Sleep Difficulties

Definition of Sleep Difficulties:

Sleep problems are common in children with between 25–40% of youth experiencing sleep difficulties such as sleep anxiety, insomnia, frequent waking, delayed circadian rhythm, or night terrors at some point during childhood or adolescence. More than a third of American adults are not getting enough sleep on a regular basis, according to a new study in the Centers for Disease Control and Prevention’s (CDC) Morbidity and Mortality Weekly Report (2016). 

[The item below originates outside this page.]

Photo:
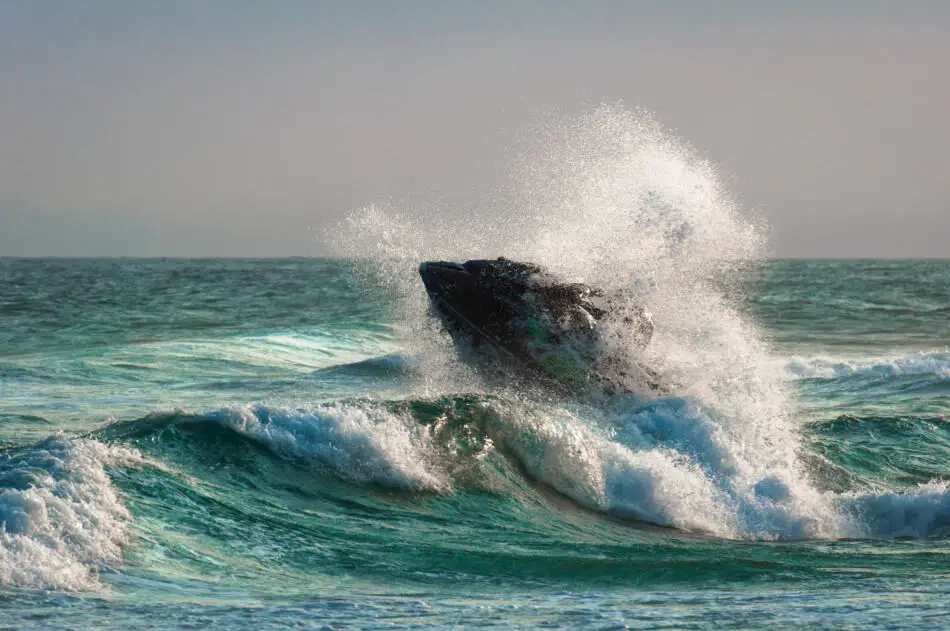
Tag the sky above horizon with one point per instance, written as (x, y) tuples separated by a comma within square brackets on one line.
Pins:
[(240, 128)]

Untreated sleep problems can lead to excessive daytime sleepiness, hyperactivity/behavioral problems, moodiness/irritability, as well as concentration/attention difficulties and in turn often affect functioning across a variety of domains including academic, occupational, behavioral, and social.  Sleep disruption often co-occurs with anxiety and depression. Common problems also include difficulty falling asleep, waking up at night, or waking up early. Over time, many also develop sleep-related anxiety.

Sleep related symptoms include:

  • Nighttime fears
  • Bedtime refusal
  • Difficulty falling asleep alone
  • Difficulty sleeping through the night
  • Nightmares
  • Poor sleep habits
  • Sleep terrors
  • Excessive bedtime routines

Sleep disruption treatment:

Cognitive-behavioral therapy (CBT) has been shown to be the most effective non-medical treatment for insomnia in several studies. CBT is an effective, evidence-based treatment for sleep difficulties. Treatment includes assessment of sleep behaviors and related history, monitoring of sleep habits, alteration of sleep habits and environmental interference, implementation of an individually tailored sleep schedule based on current sleep patterns, and addressing disruptive beliefs about sleep.

Cognitive interventions help individuals learn strategies to recognize, modify or eliminate unhelpful/negative thoughts or worries that interfere with their ability to sleep. Behavioral interventions also can include graduated extinction, parent education, and positive bedtime routines.

Cognitive Behavior Therapy-Insomnia (CBT-I) is an effective treatment program that has been proven to alleviate sleeping problems. This treatment program is often recommended to insomnia patients as the first line of therapy. CBT-I controls and eliminates worries and thoughts that always keep you awake. It also includes stimulus control techniques, which helps associate that the bed is used for sleep and intimacy only. If you cannot get sleep within the first twenty minutes of getting to bed, you might need to leave the bedroom and return when you are tired again. Another CBT-I technique called sleeping restrictions recommends that you do not lie in bed when you are awake. The habit of lying in bed without sleeping can lead one to be conditioned to experience inadequate sleep. Sleep restriction reduces the time spent in bed, which in turn causes partial sleep deprivation which can make you more tired and ready for a deep nights sleep.